Tuesday’s actions will bring more than 3.6 million borrowers at least three years closer to receiving forgiveness through what’s known as the income-driven repayment program, or IDR. The program, which offers four types of repayment plans, allows borrowers to avoid loan default by lowering their monthly payments based on their income and family size.

IDR also promises loan forgiveness after 20-25 years of payments are made. Several thousands ofborrowers will immediately see forgiveness through the IDR program after Tuesday’s actions are fully implemented, according to the Department of Education.

Another 40,000 borrowers will receive immediate forgiveness through the Public Service Loan Forgiveness program because they will get credit for more of their payments.

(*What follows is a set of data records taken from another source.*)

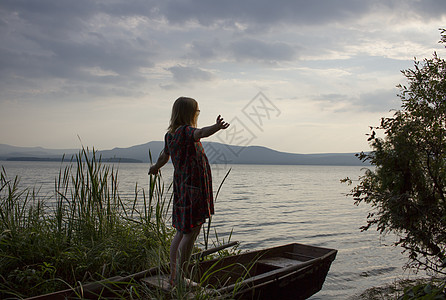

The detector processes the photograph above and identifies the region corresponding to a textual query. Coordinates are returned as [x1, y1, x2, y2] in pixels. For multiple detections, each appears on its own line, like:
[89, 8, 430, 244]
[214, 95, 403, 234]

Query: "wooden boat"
[26, 243, 337, 300]
[143, 244, 337, 299]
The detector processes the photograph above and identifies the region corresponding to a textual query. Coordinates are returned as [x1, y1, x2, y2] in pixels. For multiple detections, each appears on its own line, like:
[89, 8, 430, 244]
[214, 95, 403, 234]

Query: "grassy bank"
[0, 149, 237, 299]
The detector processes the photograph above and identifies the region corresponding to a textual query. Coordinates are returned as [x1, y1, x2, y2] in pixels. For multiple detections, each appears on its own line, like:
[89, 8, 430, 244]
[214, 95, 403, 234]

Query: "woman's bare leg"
[177, 225, 202, 276]
[170, 230, 183, 285]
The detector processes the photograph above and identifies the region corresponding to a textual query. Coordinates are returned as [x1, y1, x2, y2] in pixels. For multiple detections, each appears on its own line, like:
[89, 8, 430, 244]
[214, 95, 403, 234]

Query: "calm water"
[1, 162, 424, 299]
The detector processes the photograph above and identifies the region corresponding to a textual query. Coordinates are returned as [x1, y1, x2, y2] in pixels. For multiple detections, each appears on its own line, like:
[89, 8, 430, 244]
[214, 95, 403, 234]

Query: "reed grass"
[0, 148, 237, 299]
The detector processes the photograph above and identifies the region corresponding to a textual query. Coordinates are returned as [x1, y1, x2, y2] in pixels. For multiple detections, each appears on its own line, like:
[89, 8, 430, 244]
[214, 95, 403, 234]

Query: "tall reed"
[0, 149, 173, 299]
[0, 148, 239, 299]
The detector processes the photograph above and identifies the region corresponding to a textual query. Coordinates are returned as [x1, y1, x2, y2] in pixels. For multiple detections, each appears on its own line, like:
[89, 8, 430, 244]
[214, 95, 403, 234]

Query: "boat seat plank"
[258, 256, 304, 268]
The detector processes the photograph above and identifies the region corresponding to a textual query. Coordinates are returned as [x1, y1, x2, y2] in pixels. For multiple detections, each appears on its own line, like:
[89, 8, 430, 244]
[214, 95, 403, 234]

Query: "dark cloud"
[0, 0, 156, 98]
[0, 0, 446, 102]
[167, 65, 214, 83]
[230, 38, 297, 63]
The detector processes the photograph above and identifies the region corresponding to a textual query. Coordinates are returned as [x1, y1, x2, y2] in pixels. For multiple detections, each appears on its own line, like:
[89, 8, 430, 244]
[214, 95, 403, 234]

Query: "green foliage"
[0, 149, 173, 299]
[352, 30, 446, 273]
[398, 280, 446, 300]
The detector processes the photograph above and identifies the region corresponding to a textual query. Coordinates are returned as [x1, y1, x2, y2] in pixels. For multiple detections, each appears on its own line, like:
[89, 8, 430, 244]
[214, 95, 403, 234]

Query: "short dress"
[164, 125, 214, 233]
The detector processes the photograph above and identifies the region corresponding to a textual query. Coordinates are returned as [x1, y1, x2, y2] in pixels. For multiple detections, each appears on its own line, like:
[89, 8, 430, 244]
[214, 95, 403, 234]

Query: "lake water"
[1, 161, 424, 299]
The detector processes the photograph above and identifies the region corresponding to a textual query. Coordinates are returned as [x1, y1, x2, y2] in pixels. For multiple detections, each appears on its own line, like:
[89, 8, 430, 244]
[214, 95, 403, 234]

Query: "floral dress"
[164, 125, 214, 233]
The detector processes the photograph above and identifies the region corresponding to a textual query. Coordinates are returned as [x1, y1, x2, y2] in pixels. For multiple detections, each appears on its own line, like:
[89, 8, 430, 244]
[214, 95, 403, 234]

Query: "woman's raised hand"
[216, 115, 229, 129]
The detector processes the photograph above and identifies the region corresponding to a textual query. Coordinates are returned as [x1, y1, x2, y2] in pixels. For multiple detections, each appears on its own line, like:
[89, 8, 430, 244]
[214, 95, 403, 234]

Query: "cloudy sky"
[0, 0, 446, 153]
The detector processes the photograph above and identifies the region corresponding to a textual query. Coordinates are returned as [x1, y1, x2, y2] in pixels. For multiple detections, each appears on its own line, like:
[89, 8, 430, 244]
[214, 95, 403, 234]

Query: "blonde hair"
[167, 97, 198, 133]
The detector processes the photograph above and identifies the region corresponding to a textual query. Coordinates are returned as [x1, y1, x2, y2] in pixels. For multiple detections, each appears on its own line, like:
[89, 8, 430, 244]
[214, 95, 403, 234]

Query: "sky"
[0, 0, 446, 153]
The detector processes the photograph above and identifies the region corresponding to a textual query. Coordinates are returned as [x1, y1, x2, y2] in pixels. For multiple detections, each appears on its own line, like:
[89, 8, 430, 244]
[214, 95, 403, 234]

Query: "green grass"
[0, 149, 237, 299]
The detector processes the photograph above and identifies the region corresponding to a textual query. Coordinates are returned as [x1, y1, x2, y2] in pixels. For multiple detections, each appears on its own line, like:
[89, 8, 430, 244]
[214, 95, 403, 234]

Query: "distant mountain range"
[0, 141, 367, 166]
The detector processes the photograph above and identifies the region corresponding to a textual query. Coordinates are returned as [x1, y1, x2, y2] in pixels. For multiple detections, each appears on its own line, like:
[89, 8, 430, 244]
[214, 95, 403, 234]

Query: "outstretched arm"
[149, 151, 170, 175]
[194, 115, 229, 141]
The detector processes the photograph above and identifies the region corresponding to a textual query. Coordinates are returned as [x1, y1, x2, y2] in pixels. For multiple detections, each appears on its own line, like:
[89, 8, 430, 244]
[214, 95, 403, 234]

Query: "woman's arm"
[194, 115, 229, 141]
[149, 151, 170, 175]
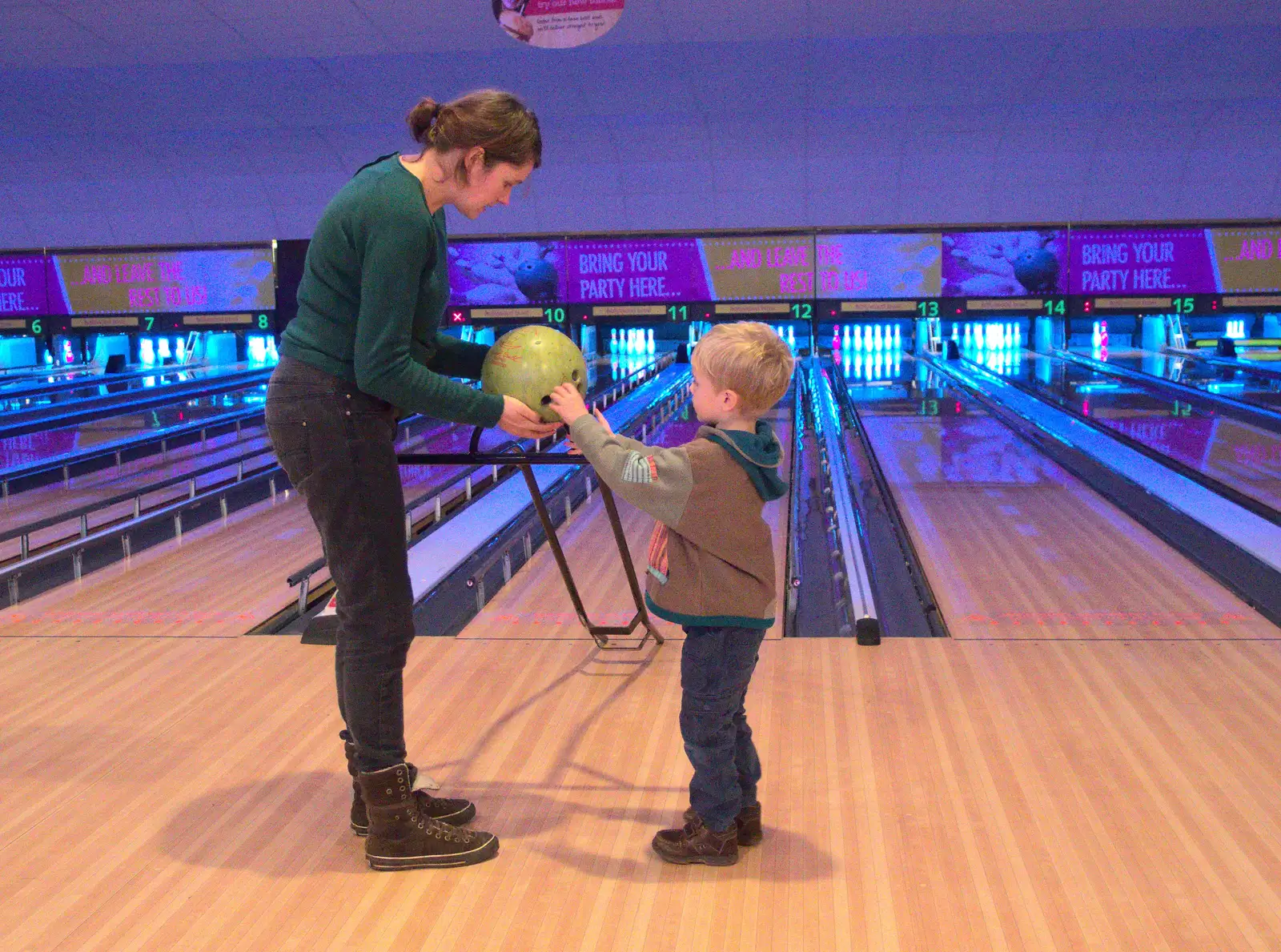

“Student loans were never meant to be a life sentence, but it’s certainly felt that way for borrowers locked out of debt relief they’re eligible for,” said US Secretary of Education Miguel Cardona in a statement.

“Today, the Department of Education will begin to remedy years of administrative failures that effectively denied the promise of loan forgiveness to certain borrowers enrolled in IDR plans,” he added.

Democratic senators Elizabeth Warren of Massachusetts, Sherrod Brown of Ohio and Dick Durbin of Illinois called on the Department of Education last week to investigate mismanagement of theIDR program and to provide borrowers with debt relief. The lawmakers’ letter cited a recent report from NPR that found that very few borrowers were able to get the loan forgiveness they were promised by the IDR program.

Biden has resisted pressure from other Democrats to grant broad student loan forgiveness. Instead, his administration has taken several actions to make loan cancellation easier under existing programs.

Last year, the administration temporarily expanded eligibility for the Public Service Loan Forgiveness program until October 31, 2022. So far, the Department of Education has identified more than 113,000 borrowers with about $6.8 billion in loans who are eligible for student debt cancellation due to the waiver.

The department has also been chipping away at a backlog of forgiveness claims filed under a policy known as borrower defense to repayment that allows former students who were defrauded by their colleges to seek federal debt relief. Under that policy, the Biden administration has canceled about $2 billion in debt held by more than 105,000 individuals who attended for-profit colleges and another $1.2 billion for borrowers who attended ITT Technical Institutes before it closed.

The department also improved efforts to reach borrowers eligible for debt relief because of permanent disabilities, canceling $7.8 billion for more than 400,000 borrowers.